MS: I agree with MH. But let’s consider the possibility that maybe it will not be linear from local to state to national to international. Maybe someone somewhere unexpected will have a breakthrough. At the international level, the UNFCCC is dysfunctional, but there is a group of countries called the Beyond Oil and Gas Alliance (BOGA), led by Denmark and Costa Rica. Feasta has a paper about how we can leverage BOGA to make it like the beginning of a Global Climate Trust that would administer an international Cap & Share program. We also put together some scenarios where Global North and Global South countries join in pairs or groups to allow for a global average dividend throughout the ramp up. At a more local level, in California, ratepayers receive the California Climate Credit on your utility bill. No one knows about it, but it came about using Cap & Trade funds from AB32.
- EQUITY: How does this revenue source measure up to standards of equity?
MH: Without the dividend, carbon (and other resource) taxation and pricing would be inequitable. However using the revenue for dividends renders the policy strongly progressive.
One might object that the policy would be more equitable if it were to use all the revenue as income rebates to, say, the poorest quintile. But such targeted redistribution would seriously weaken the political viability of the policy, and make its implementation more complicated. The Alaska PFD seriously reduces inequality and poverty in Alaska. But had the policy been designed to target the revenue to the poor, it never would have been instituted.
MS: Here is a link to a great paper by Professor Jim Boyce of Mass Amherst, Brent Ranalli, and Michael Ash. In their paper, they discuss major elements of a just and effective climate mitigation policy: 1) Mandating emissions reductions on a schedule. Explicitly protecting vulnerable communities against co-pollutants; 2) Setting ambitious carbon-reduction targets, and issuing dividends; 3) Close loopholes. We need to get better at messaging and solidarity, and get more people from the affected communities to help the frontlines by being on the “frontlines” of carbon dividends.
- SUSTAINABILITY: To what extent can this funding stream be depended upon to continue into the future? How reliable is this source of funding to support a long-term UBI/GI program?
MH: Carbon dividends can be depended upon to continue for a decade or more into the future and dividends will rise regularly with the rising price on carbon emissions.

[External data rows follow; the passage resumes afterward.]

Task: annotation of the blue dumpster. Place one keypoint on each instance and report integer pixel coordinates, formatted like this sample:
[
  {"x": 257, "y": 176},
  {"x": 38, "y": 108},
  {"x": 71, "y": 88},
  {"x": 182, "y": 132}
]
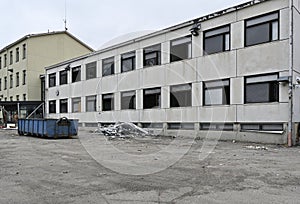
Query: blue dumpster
[{"x": 52, "y": 128}]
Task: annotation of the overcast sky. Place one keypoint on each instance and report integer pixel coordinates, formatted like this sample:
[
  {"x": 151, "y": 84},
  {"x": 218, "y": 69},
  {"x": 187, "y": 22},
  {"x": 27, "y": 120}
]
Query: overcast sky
[{"x": 96, "y": 22}]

However, as carbon is priced out of the market and replaced by renewable energy, revenue, and dividends, will decline. A long-term UBI/GI program based on resource taxation will need to phase in pricing on other sorts of resources. But if the carbon dividend policy is popular, it can pave the way toward such a transition to a permanent citizens’ dividend.
MS: I can’t wait to have the “problem” that we have solved climate change and now our carbon dividends are decreasing. It means my kids will have a livable planet, upon which to develop new sources for a UBI. There are lots of other resources we can go to, some examples of which are mentioned at commons-share.org.